Now look at the vertical axis, which indicates the page load times for each site. This is where things get really surprising.
As you probably know, content delivery networks make sites faster by caching content closer to users. Therefore if CDN use automatically correlates with faster-than-average websites, this graph should look profoundly different:
- The blue diamonds should be clustered exclusively in the bottom left sector. Instead, the blue diamonds are almost an identical overlay of the red squares X’s.
- I would also expect that lower-ranked, non-CDN-using sites would have, on average, markedly slower load times, meaning that the red squares X’s on the right side of the graph should be clustered in the top-right corner. But instead you can see that the right half of this graph is almost a mirror image of the left half.
There are a few possible explanations for these results:
- Website owners believe they have “fixed” their site speed issues once they start using a content delivery network, and therefore they stop investing in other performance best practices.

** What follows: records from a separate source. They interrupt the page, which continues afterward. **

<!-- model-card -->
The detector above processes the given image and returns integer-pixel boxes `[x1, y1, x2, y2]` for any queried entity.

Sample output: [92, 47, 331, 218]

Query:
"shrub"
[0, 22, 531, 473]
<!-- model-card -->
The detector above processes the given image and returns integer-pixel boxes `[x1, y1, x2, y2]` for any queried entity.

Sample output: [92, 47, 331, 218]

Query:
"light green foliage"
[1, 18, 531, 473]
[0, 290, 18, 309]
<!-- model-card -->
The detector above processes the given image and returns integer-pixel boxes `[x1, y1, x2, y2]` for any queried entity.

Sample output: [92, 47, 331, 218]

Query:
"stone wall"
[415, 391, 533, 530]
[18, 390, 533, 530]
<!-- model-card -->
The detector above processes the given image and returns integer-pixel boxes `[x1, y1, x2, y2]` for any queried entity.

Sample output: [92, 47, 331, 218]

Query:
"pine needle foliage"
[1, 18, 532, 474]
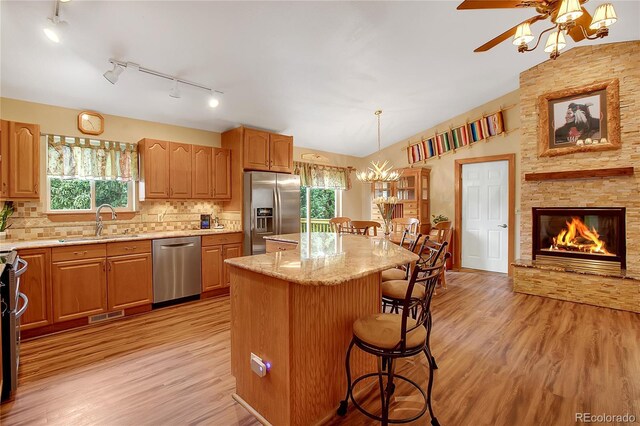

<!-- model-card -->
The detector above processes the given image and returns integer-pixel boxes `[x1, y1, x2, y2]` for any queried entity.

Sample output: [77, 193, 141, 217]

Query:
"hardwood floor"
[2, 271, 639, 425]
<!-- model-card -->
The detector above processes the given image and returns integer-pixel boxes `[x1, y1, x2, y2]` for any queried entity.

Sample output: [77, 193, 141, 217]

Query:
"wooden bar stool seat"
[381, 268, 407, 282]
[353, 314, 426, 350]
[381, 279, 426, 300]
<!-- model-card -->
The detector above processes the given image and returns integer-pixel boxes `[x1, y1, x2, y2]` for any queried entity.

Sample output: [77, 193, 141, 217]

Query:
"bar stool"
[381, 230, 422, 282]
[337, 261, 447, 426]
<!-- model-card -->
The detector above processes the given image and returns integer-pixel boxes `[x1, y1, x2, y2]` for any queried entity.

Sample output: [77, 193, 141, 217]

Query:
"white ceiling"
[1, 1, 638, 156]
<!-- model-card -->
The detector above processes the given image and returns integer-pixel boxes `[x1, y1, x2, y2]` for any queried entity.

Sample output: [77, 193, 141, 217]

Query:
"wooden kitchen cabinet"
[0, 120, 40, 199]
[139, 138, 170, 199]
[201, 245, 224, 291]
[169, 142, 192, 198]
[52, 257, 108, 322]
[107, 253, 153, 311]
[18, 248, 52, 330]
[212, 148, 231, 199]
[243, 128, 270, 171]
[269, 133, 293, 173]
[192, 145, 212, 199]
[223, 243, 243, 287]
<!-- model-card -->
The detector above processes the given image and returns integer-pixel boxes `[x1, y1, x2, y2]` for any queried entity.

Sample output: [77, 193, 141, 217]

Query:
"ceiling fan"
[458, 0, 618, 59]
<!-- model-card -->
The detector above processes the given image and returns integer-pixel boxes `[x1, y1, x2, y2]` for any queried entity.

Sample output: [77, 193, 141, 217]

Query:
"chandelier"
[513, 0, 618, 59]
[356, 110, 401, 183]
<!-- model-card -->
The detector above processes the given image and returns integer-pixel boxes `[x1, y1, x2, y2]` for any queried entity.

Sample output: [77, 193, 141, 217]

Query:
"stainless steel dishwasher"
[152, 236, 201, 303]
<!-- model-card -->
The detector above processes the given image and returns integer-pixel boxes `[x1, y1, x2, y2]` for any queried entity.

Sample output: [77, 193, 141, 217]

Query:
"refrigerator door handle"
[273, 187, 280, 235]
[276, 186, 283, 236]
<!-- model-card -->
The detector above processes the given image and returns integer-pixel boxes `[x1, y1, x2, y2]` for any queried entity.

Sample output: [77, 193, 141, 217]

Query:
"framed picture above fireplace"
[538, 79, 620, 158]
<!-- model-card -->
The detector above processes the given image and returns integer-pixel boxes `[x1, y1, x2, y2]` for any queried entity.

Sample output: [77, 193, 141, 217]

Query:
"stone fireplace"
[532, 207, 625, 271]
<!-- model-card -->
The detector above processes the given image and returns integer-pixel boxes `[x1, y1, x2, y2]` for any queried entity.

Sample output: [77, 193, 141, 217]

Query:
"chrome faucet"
[96, 204, 117, 236]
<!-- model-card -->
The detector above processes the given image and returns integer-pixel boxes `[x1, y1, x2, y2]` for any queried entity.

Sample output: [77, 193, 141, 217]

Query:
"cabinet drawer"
[403, 202, 418, 210]
[404, 209, 418, 216]
[202, 232, 243, 247]
[52, 244, 106, 262]
[265, 240, 298, 253]
[107, 240, 151, 257]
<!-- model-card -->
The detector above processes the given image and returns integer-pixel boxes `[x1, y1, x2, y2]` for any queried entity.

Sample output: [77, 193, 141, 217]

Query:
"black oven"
[1, 251, 29, 401]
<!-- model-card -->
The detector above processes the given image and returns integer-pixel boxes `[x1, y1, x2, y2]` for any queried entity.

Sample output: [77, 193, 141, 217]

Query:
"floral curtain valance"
[294, 161, 352, 190]
[46, 135, 138, 181]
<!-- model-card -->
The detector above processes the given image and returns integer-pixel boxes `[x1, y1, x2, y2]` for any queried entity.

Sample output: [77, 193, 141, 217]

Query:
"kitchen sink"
[58, 234, 139, 243]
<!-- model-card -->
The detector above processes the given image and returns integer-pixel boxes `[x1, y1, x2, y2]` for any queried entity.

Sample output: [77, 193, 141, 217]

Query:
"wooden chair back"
[350, 220, 381, 236]
[329, 217, 352, 233]
[430, 221, 452, 245]
[391, 217, 420, 238]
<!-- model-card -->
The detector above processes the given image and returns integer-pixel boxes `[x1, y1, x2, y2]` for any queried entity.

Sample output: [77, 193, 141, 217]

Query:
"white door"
[461, 160, 509, 273]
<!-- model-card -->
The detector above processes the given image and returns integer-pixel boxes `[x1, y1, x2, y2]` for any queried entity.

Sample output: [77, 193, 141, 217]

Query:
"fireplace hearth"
[532, 207, 625, 271]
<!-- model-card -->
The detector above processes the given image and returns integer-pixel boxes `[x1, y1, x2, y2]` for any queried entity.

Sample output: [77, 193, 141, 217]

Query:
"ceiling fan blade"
[567, 7, 597, 42]
[457, 0, 541, 10]
[474, 15, 546, 52]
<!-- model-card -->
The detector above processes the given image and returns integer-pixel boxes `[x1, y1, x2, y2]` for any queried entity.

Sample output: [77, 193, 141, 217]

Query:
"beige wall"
[519, 41, 640, 272]
[0, 97, 221, 147]
[361, 90, 522, 256]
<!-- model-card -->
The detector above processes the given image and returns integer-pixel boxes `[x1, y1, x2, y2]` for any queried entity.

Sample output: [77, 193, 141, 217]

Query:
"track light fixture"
[103, 59, 224, 106]
[43, 0, 67, 43]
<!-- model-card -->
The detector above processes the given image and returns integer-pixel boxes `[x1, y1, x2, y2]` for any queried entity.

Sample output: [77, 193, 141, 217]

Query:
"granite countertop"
[0, 228, 242, 251]
[226, 232, 418, 286]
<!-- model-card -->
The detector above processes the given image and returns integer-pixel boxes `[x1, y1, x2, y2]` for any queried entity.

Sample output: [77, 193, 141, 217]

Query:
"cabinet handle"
[102, 261, 106, 272]
[73, 251, 88, 256]
[124, 246, 137, 251]
[34, 182, 38, 193]
[278, 247, 288, 251]
[108, 262, 112, 271]
[170, 188, 173, 196]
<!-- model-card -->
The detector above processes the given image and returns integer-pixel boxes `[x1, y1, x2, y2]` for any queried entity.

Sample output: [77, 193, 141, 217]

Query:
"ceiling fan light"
[590, 3, 617, 29]
[544, 31, 567, 53]
[556, 0, 583, 24]
[513, 23, 534, 45]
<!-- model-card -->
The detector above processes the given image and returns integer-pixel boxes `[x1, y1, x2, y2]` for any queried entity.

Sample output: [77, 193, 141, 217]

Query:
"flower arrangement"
[373, 196, 397, 236]
[0, 201, 14, 237]
[432, 214, 449, 225]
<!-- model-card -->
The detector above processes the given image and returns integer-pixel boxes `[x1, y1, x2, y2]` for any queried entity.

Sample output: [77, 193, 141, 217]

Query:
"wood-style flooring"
[2, 271, 639, 425]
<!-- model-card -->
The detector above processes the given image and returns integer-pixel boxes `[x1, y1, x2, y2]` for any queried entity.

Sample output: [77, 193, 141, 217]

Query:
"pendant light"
[356, 110, 401, 183]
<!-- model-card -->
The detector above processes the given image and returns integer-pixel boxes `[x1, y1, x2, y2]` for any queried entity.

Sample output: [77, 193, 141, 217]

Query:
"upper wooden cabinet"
[169, 142, 192, 198]
[192, 145, 212, 199]
[213, 148, 231, 199]
[243, 128, 270, 171]
[0, 120, 40, 199]
[269, 134, 294, 173]
[139, 139, 170, 199]
[139, 138, 231, 200]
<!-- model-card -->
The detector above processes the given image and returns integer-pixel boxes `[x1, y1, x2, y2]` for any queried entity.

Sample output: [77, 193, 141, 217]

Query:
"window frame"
[46, 176, 136, 213]
[301, 187, 342, 231]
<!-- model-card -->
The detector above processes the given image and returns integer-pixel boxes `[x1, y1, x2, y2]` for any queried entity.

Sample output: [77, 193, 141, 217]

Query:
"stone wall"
[519, 41, 640, 273]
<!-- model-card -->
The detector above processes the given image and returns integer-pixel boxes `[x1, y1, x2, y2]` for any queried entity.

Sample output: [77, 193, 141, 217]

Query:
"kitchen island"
[226, 232, 418, 425]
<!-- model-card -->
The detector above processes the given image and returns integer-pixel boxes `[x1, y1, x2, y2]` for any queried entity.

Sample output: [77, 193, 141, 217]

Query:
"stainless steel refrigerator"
[243, 171, 301, 255]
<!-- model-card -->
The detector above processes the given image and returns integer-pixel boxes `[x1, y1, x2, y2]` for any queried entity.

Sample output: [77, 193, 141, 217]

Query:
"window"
[300, 188, 341, 232]
[48, 178, 134, 211]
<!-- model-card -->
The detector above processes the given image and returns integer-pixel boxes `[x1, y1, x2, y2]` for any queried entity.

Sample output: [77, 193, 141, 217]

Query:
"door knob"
[498, 224, 507, 228]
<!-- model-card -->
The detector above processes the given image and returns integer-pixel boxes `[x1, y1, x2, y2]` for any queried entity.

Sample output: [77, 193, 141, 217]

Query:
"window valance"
[294, 161, 352, 190]
[46, 134, 138, 181]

Part of the reason they may believe their sites are faster is because they are relying on backbone tests to give them a readout of their websites’ speed. As I’ve written before, backbone tests are not a good indicator of performance.
- The CDN’s edge caches may be too full to contain all the objects needed to deliver fast web pages.

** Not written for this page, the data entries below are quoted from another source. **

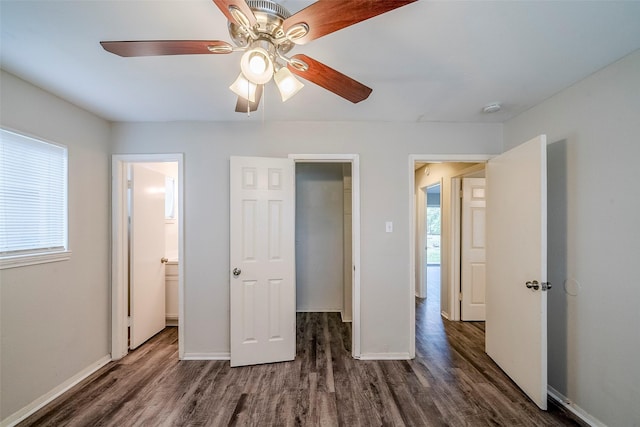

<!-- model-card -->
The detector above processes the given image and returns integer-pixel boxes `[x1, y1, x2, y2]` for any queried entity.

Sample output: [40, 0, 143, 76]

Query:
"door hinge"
[127, 316, 131, 327]
[459, 189, 463, 199]
[459, 292, 463, 301]
[127, 179, 132, 189]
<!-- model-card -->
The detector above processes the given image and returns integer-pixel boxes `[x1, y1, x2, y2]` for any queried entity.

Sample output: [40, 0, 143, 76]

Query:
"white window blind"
[0, 128, 68, 257]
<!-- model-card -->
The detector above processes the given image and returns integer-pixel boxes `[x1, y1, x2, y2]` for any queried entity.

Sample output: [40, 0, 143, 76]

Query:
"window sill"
[0, 250, 72, 270]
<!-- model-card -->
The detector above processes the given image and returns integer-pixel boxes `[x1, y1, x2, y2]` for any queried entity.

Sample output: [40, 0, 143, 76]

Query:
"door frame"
[408, 154, 491, 357]
[450, 177, 462, 321]
[111, 153, 185, 360]
[289, 154, 361, 359]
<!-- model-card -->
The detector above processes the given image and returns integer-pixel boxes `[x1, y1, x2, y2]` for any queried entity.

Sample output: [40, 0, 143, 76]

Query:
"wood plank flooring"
[19, 303, 582, 426]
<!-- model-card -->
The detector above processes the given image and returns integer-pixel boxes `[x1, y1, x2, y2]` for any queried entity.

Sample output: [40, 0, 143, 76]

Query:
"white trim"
[182, 352, 231, 360]
[111, 159, 128, 360]
[289, 154, 361, 360]
[450, 177, 462, 321]
[440, 311, 450, 320]
[1, 355, 111, 427]
[111, 154, 185, 361]
[409, 155, 493, 358]
[296, 309, 342, 313]
[288, 154, 356, 162]
[408, 157, 417, 358]
[0, 250, 71, 270]
[416, 187, 426, 298]
[547, 386, 606, 427]
[359, 352, 412, 360]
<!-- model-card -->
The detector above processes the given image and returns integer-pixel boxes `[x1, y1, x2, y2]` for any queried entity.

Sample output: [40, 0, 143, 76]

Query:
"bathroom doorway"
[111, 154, 184, 360]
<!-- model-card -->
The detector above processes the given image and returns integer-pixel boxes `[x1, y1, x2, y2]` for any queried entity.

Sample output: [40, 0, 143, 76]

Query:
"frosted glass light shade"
[274, 67, 304, 102]
[229, 73, 257, 102]
[240, 47, 273, 84]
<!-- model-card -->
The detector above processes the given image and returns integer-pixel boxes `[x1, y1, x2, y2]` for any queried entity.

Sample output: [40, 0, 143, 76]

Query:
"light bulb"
[249, 54, 266, 74]
[240, 47, 273, 84]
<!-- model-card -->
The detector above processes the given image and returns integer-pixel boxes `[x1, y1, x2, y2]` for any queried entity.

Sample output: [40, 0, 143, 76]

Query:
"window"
[0, 128, 70, 268]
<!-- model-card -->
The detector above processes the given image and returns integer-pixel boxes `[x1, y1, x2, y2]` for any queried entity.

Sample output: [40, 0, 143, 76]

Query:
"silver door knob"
[525, 280, 539, 291]
[232, 268, 241, 277]
[161, 257, 169, 264]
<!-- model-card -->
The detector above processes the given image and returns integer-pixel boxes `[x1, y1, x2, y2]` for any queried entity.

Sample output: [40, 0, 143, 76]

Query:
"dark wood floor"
[20, 302, 581, 426]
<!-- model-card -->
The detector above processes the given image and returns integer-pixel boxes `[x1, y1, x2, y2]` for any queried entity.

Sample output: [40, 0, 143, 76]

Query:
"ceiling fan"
[100, 0, 416, 113]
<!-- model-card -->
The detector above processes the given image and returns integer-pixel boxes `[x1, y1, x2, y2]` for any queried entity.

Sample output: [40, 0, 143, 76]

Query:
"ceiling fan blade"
[100, 40, 234, 57]
[287, 54, 372, 104]
[235, 84, 263, 113]
[212, 0, 257, 28]
[283, 0, 417, 45]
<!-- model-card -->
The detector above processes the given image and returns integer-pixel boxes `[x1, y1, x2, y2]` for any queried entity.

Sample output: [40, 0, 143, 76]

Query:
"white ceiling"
[1, 1, 639, 123]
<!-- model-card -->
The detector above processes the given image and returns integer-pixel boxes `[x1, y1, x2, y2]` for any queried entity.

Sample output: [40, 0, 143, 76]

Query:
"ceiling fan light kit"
[100, 0, 417, 113]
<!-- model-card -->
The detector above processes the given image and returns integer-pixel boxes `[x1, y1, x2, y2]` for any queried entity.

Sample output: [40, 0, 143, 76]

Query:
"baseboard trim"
[440, 311, 450, 320]
[1, 355, 111, 427]
[340, 311, 352, 323]
[547, 386, 606, 427]
[359, 352, 412, 360]
[182, 352, 230, 361]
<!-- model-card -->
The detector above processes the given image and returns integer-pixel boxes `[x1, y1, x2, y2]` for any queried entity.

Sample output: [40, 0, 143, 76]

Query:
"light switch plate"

- A CDN’s edge caches contain the objects for pages that are most frequently requested by users. If objects are not pulled often enough, they will not remain in the cache, meaning that you won’t always receive the full benefit from your CDN.
- CDN pops are too far away from the end users and offer limited benefit.
It’s interesting to note that companies that are not currently using CDNs are making good use of other performance best practices to deliver comparable site speed. When these companies make the decision to add a content delivery network to their mix, they have a good chance of surpassing those sites that rely solely on their CDN. And because performance is a key factor in driving online sales, we could see some interesting shake-ups in next year’s Alexa retail ranking.
This research brings up a number of unanswered questions. I intend to dig deeper into this to find out if these findings correlates to which content delivery network provider is selected, what type of CDN they use (small object or whole site) and the impact of geography and sure type.
Edited on 12/22/2010 to add:
I decided to generate a new graph to make it more readable, using a less heavy X icon in lieu of the red squares. In generating the new graph, I realized that I had incorrectly displayed the sites that use CDNs (the blue diamonds), so that they were compressed in the left half of the graph rather than across the entire width. The new, correct graph now appears above. You can see the old graph here. This correction doesn’t affect the observations and theories contained in this post.